# 500 Pounds of Beef – 5 Meaty Board Games for Long Weekends



## Jhaelen (Sep 4, 2013)

Well, Arkham Horror of course! With four big and four small expansions this colossus of a game support up to 10 players. Play time is at least 2 hours, 3-4 hours being much more likely and 5-6 hours not unheard of. It's fully coopoerative, so there will be no bad blood afterwards, which is a big plus, imho. The game is dripping with theme and despite losing more often than not it's always a lot of fun to struggle against all-powerful Ancient Ones and their hordes of servitors.


----------



## Jan van Leyden (Sep 4, 2013)

For our upcoming boardgame weekend we're currently asking for epic (in the sense of a playing time of more than 4 hours)boardgames people like to play.

Britannia is a given, Game of Thrones in high demand - even though both are mere quickies on this scale.

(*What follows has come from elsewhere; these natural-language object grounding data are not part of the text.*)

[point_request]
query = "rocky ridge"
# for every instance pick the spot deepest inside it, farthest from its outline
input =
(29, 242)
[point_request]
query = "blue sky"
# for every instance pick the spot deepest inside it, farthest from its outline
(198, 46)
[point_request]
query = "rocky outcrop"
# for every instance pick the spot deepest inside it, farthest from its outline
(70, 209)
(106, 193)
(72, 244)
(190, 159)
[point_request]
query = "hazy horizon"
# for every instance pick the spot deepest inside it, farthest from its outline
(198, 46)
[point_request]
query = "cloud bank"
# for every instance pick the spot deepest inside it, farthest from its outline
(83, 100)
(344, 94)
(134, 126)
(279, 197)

I'm looking forward to play any 18XX and/or Civilization (Francis Tresham version). Other games being discussed are Age of Reason, Through the Ages, and Age of Renaissance (seeing a common theme, here?).

I don't think that I'll be able to play Pax Britannica, Viceroys, or Spanish Main, though. :-(


----------



## Mark CMG (Sep 6, 2013)

The original Civilization, Divine Right, and also Kingmaker fall into the above category though Kingmaker can sometimes be played to completion in a long evening with experienced players.

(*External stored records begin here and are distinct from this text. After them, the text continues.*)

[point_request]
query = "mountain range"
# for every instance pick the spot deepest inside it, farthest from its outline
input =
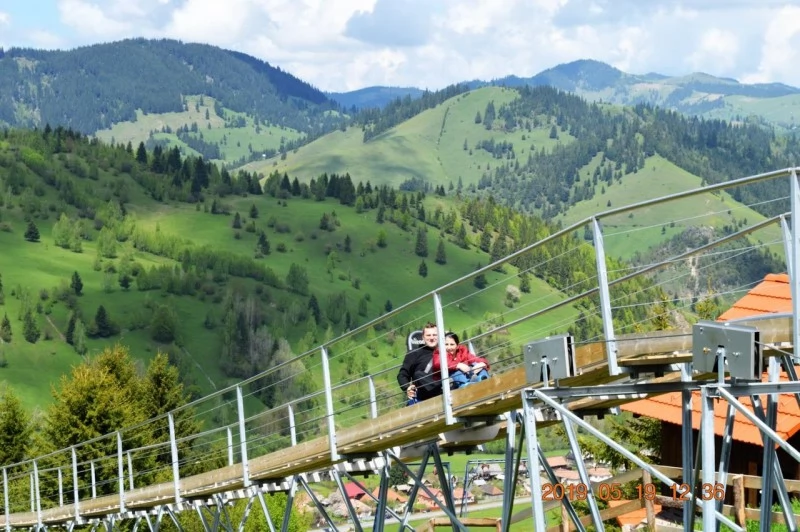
(696, 94)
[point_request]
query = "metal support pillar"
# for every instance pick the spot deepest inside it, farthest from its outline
(94, 483)
(551, 475)
(412, 495)
(709, 477)
(541, 395)
(287, 512)
(793, 259)
(292, 426)
(265, 509)
(242, 437)
(445, 374)
(605, 298)
(445, 483)
(373, 398)
(76, 498)
(778, 483)
(231, 460)
(326, 373)
(574, 446)
(313, 497)
(725, 453)
(512, 468)
(347, 503)
(687, 441)
(121, 472)
(418, 482)
(60, 488)
(130, 471)
(537, 504)
(173, 448)
(38, 495)
(5, 500)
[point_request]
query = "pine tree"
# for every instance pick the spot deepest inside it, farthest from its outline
(313, 307)
(76, 284)
(525, 283)
(263, 244)
(32, 232)
(421, 246)
(79, 338)
(69, 336)
(15, 428)
(5, 329)
(441, 256)
(103, 326)
(30, 329)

http://boardgamegeek.com/boardgame/71/civilization

http://boardgamegeek.com/boardgame/23/divine-right

http://boardgamegeek.com/boardgame/987/kingmaker


----------



## jwood314 (Sep 7, 2013)

World


----------



## Diamond Master (Sep 7, 2013)

There's a LOTR Risk that takes even longer than normal risk. Has interesting adventure components, too.

I was just recently introduced to Talisman, billed as "the first adventure game." It's really really fun, but takes a good chunk out of your weekend. One time we thought we could play it while we waited on another player for D&D. Bad decision.


----------



## Fiddleback (Sep 8, 2013)

I'm glad to see so many good suggestions coming up.  The 18XX series is excellent and, if you are inclined to train games, I'd also suggest Age of Steam.

Civ games are lots of fun as well, and in addition to the suggestions here I might also point you at a lighter version Civ building (and not nearly as much of a time burner), Antike.  Unique mechanics and and extra board built in make it a very fun game to play.

And, of COURSE Arkham Horror.  In fact, almost any of FFGs Big Box games will fit nicely into this category.


----------



## Jhaelen (Sep 9, 2013)

Thanks for mentioning 'Origins: How We Became Human', btw.!
After looking it up over at BGG and reading a couple of reviews this sounds like a really interesting game with a completely different take on 'civilization'-like games. Unfortunately, it appears to be out of print at the moment. But some of the other Sierra Madre Games titles also look interesting, e.g. Bios Megafauna.


----------



## tomBitonti (Sep 9, 2013)

If I may go old school:

Freedom in the Galaxy has 2, 4, and 20 hour variants.  All on an amazingly and unnecessarily busy (bursting with color and an oddly convoluted layout) game board.  A rather rich game, despite the handicap of the board design.

Magic Realm, using the full rules.  This one had a rules update which staged the introduction of the full rules to enable easier learning of the rules.

Although bear and pretzels, Titan can easily take 8 hours to play.

For mind-bending rules -- plotted 3D combat on a small scale and between star systems in a 40 ly radius of Sol -- try StarForce.  Not actually hard to play, but lots of rules to get through.

Or the classic of Epic for boards and rules and counters, Squad Leader.

Thx!

TomB


----------



## Fiddleback (Sep 10, 2013)

I like your suggestions [MENTION=13107]tomBitonti[/MENTION].  Though I do have to say I think Squad Leader leaves the realm of board games and heads squarely into war gaming.  Nothing wrong with that, just an important distinction to make.
 [MENTION=46713]Jhaelen[/MENTION],  glad Origins piqued your interest.  It is out of print, but with some judicious hunting around (and a willingness to part with no small amount of cash) you can find ways to purchase it, or even rent it.  Big Megafauna, which I believe used to be called American Megafauna, is, according to the designers, the prequel to Origins.  They can, it is suggested, be played back to back for an VERY lengthy gaming experience.


----------



## Nytmare (Sep 28, 2013)

My current top three big box picks would be Eclipse, Android, and Mansions of Madness.

Titan is up there (along with the Eric Lauer Titan Powers), but our games tend to be fast enough that it doesn't require a dedicated afternoon to play.


----------